Transfers outside the revenue sharing scheme

Conclusions

References

 

[1] A new public revenue sharing scheme came into force at the start of 2001 and will be effective until the end of 2004. It covers three sectors of responsibility:

·          apportionment of tax revenues (revenue shares),

·          regulation of transfers from the federal to the state and local governments,

·          determining the financing of responsibilities (state-employed teachers, income supplements, management responsibilities undertaken on behalf of the federal government).

[2] The scheme falls short of regulating all financial relations between the territorial authorities, even when earmarked subsidies for housing (which were negotiated jointly with the scheme) are considered: several transfers are covered by other laws and agreements, and the financial relations between the state and local governments are not included in the scheme.
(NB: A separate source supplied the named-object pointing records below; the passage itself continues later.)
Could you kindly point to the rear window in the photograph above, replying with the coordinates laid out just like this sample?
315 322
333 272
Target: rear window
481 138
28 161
[3] In its basic structures, the new scheme corresponds to previous efforts, even though the framework for financial relations between the federal, state and local government has decidedly changed over the past few years. A fact that is reflected in the intra-Austrian Stability Pact, which provides an important legal framework to that end. The pact prescribes budget surpluses/deficits for each of the territorial authorities, which will ensure a rise in tensions since both states and communities have little margin in designing their respective revenues.

[4] Consequently, the revenue sharing scheme will further gain in importance. Its intention is to help ensure the financing of responsibilities undertaken by each territorial authority and to mitigate rather than aggravate regional differences. Nevertheless, its compensatory function takes a backseat to its distributory function: the scheme provides for the distribution of tax revenues of more than ATS 600.9 billion (1999) and transfers of about ATS 90 billion. It is thus the key financing source for the states and communities and takes a critical part in the observance and operation of the intra-Austrian Stability Pact.
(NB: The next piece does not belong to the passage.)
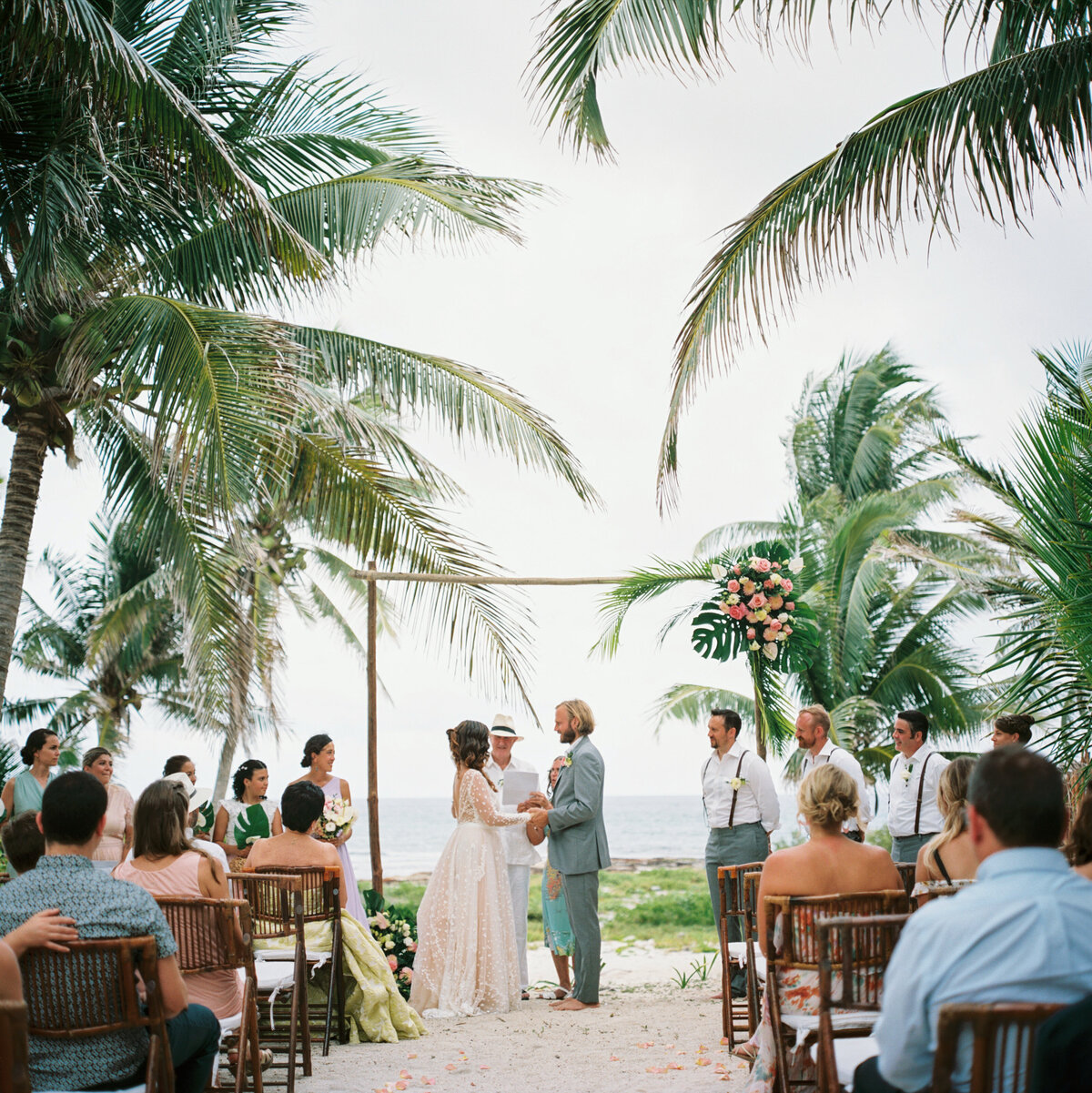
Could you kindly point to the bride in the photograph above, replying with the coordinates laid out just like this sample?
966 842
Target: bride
466 961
[5] This report studies, first, the effects to be expected of the changes made in the new scheme (also with a view to the Stability Pact). Secondly, it analyses whether the regulations are suited to support the joint objectives and targets of all three government levels and whether they can bleed off some of the tensions. As a third aspect, developments in the 1990s are summarily compared with the trends to be expected from the new scheme (for 2002).